The 60-day transfer rule makes it hard for me to push good domains right away. When I locate a few good names that I can sell right away, I have to wait to offer them to a buyer or to post them up for sale.

I assume domaining is scoring a quick flip in a few days, week, or in a month. If you have to wait two months to transfer a domain, your sale will qualify as a flip. However, scoring a flip is not as easy as others make it seem.

In order to flip a domain, you have to put in some serious work. For the most part, you’re not guaranteed to flip every domain. I would recommend that you buy good domain names that have commercial value.

What is a good name? A good name is one that’s a generic term, or one that is specific to a product or service. As 3 character domains are generating major sales, there are still a dozen 3 character .co names still available.

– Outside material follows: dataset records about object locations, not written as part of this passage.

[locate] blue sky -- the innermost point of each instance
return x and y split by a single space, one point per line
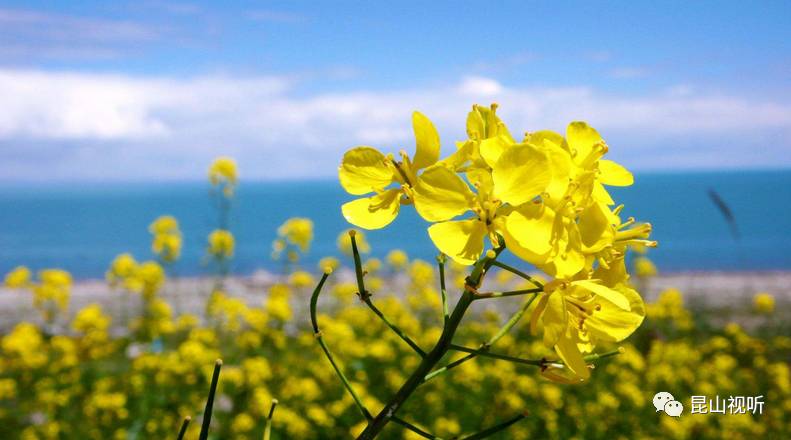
151 90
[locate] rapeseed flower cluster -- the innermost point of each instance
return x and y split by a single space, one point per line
542 197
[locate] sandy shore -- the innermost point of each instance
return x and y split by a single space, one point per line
714 289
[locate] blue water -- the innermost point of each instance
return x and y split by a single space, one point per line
81 227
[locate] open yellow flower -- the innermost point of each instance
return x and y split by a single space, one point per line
488 136
578 314
366 170
518 175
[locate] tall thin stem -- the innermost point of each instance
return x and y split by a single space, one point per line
515 318
432 357
518 272
184 426
496 428
320 338
204 434
268 425
365 296
443 292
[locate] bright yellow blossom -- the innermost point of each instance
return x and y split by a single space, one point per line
19 277
764 303
223 173
365 170
167 238
221 243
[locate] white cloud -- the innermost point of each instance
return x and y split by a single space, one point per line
88 126
629 72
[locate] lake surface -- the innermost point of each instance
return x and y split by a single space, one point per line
81 227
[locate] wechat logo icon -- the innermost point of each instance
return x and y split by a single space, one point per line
664 401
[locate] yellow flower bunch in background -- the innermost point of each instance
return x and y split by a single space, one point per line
223 175
293 238
221 244
51 294
166 242
18 278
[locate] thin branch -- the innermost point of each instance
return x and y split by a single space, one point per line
184 426
414 428
500 333
358 265
314 321
394 328
441 258
486 353
596 356
453 364
204 433
485 295
496 428
365 296
518 272
268 425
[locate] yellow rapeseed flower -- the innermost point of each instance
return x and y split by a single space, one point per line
19 277
221 243
764 303
365 170
223 172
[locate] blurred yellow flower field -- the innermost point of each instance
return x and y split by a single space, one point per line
565 348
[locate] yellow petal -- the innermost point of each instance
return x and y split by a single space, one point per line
600 194
461 240
521 173
567 257
596 228
373 212
440 194
491 149
609 294
427 139
543 136
581 138
537 312
614 324
561 165
476 126
555 319
614 174
568 351
528 232
364 170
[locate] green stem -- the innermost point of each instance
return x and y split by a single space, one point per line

Generic hotel names are popular. City of “name ” can probably produce a flip. I would invest into good .com domains. “City” hotels.com, “City” restaurants.com, education, services, credit monitoring, medical, counseling, medical treatment, online products, books, rentals, and much more.

I’m sure you asked many blogs many times on what names are good. They will usually respond with a vague answer, or just ignore the question altogether. Term word names that are specific to hiking, camping, auto parts, and cake seem to be popular in the aftermarket.

The .com is always an easy sale, whereas the other extensions require more work and convincing to push. If you want to score a flip, don’t get too attached to your domains.

In the domaining world, every domain is up for sale. Your main goal is to flip a domain in the least amount of time as possible without incurring registration fees. Only register your domain name for 1 year, which will give you 1 year to make a sale.

If you find a real good domain name in an auction or a fresh new drop, you can register the domain for a longer period of time. I look at domaining as a quick sale, whereas domain investing is long-term.